Es gibt die Krankheit der Korruption
in der Politik vieler Länder"
Papst Franziskus

Mit Fingerspitzengefühl ging Franziskus bei der Ermutigung der katholischen Kirche vor. Während die in Rumänien traditionsreiche griechisch-katholische Kirche, die einst die Bildungselite stellte, durch die brutale kommunistische Verfolgung von 1,5 Millionen auf rund 400 000 Gläubige dezimiert wurde, lebt die römisch-katholische Kirche vor allem von der starken ungarischen Volksgruppe Siebenbürgens. Beide Seiten ermutigte der Papst, nicht zuerst auf die eigene Gruppe oder Ethnie zu achten.

Der große Moment der ungarischen Katholiken Rumäniens war die von Unwettern eingetrübte Wallfahrt des Papstes nach Sumuleu-Ciuc (Schomlenberg), einem ins 14. Jahrhundert zurückreichenden marianischen Ort, der an den Abwehrkampf gegen die Osmanen erinnert. Die stets am Samstag vor Pfingsten stattfindende Wallfahrt zur Gottesmutter an diesem Ort gehöre zum Erbe Siebenbürgens, „doch sie ehrt zugleich die rumänische wie die ungarische Tradition“, sagte Franziskus vor zahlreichen ungarischen Fahnen. Und er mahnte, die „verwickelten und traurigen Geschichten der Vergangenheit“ dürften das brüderliche Zusammenleben nicht behindern.

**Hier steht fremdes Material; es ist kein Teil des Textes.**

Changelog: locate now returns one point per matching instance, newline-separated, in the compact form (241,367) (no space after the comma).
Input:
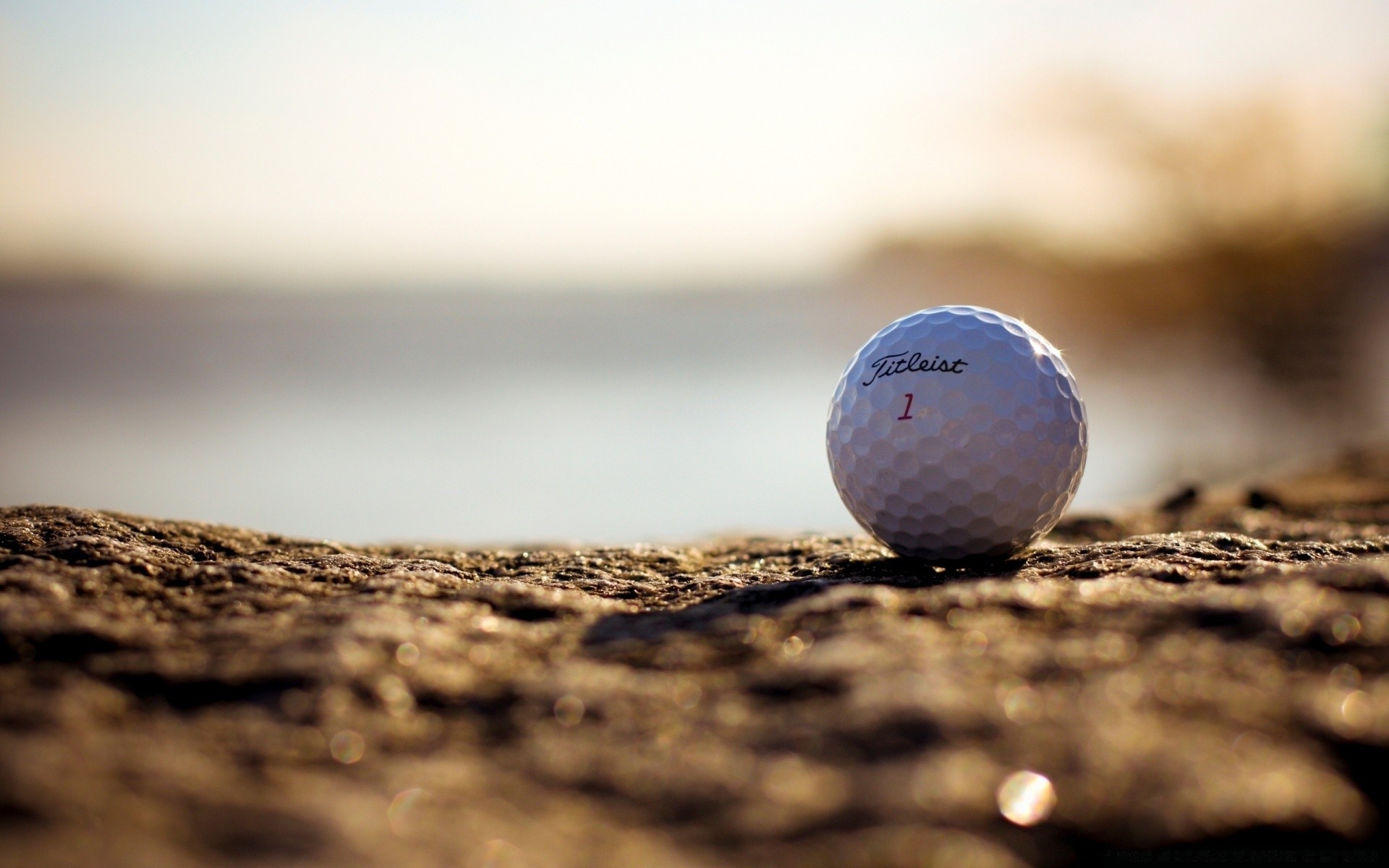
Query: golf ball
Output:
(957,433)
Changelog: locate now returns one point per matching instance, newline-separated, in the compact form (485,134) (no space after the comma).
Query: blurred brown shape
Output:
(1257,235)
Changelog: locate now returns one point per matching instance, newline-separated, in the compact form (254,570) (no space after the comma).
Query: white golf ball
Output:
(957,433)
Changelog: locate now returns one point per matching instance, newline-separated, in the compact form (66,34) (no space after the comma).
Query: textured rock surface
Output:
(175,694)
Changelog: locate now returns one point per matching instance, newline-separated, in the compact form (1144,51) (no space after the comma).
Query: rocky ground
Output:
(1209,674)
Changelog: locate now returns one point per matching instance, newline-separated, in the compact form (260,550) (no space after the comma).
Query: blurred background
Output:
(543,271)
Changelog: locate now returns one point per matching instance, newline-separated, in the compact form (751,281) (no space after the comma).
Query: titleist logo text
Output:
(901,363)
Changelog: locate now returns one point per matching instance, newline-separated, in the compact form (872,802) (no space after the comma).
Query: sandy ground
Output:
(1209,674)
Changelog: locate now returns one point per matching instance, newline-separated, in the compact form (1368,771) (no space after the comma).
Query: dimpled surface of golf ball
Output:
(957,433)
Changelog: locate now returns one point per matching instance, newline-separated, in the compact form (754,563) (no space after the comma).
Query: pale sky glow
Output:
(585,142)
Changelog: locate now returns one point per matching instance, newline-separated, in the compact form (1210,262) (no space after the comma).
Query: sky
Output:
(603,143)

Der Höhepunkt für die Katholiken des byzantinischen Ritus war die Seligsprechung ihrer sieben Märtyrer-Bischöfe

Der Höhepunkt für die Katholiken des byzantinischen Ritus war am Sonntag die Seligsprechung ihrer sieben Märtyrer-Bischöfe auf dem „Freiheitsfeld“ von Blaj (Blasendorf). Hier hatten sich 1848 unter Führung eines orthodoxen wie eines griechisch-katholischen Bischofs zehntausende Rumänen zusammengefunden, um für die Gleichberechtigung ihres Volkes innerhalb der Habsburger-Monarchie zu demonstrieren. Ein Jahrhundert später missbrauchten die Kommunisten die Symbolkraft des „Freiheitsfelds“, um die Religionsfreiheit zu Grabe zu tragen, indem sie die Auflösung der griechisch-katholischen Kirche und ihre „Rückkehr“ in die Orthodoxie verkündeten.

Wie zuvor in der Ukraine war diese Rückkehr alles andere als freiwillig, sondern ein kommunistisch gesteuerter Gewaltakt, dem die Folterung und Ermordung katholischer Laien und Priester folgte. Hier erinnerte nun Franziskus an das Erbe der Märtyrer-Bischöfe: „Die neuen Seligen haben gelitten und ihr Leben hingegeben, weil sie sich einem unfreien, ideologischen System, das die Grundrechte der menschlichen Person beschnitten hat, entgegenstellten.“ Auch heute, mahnte der Papst, gebe es „wieder neue Ideologien, die auf subtile Weise Macht gewinnen und unsere Mitbürger von ihren reichen kulturellen und religiösen Überlieferungen entfremden wollen“.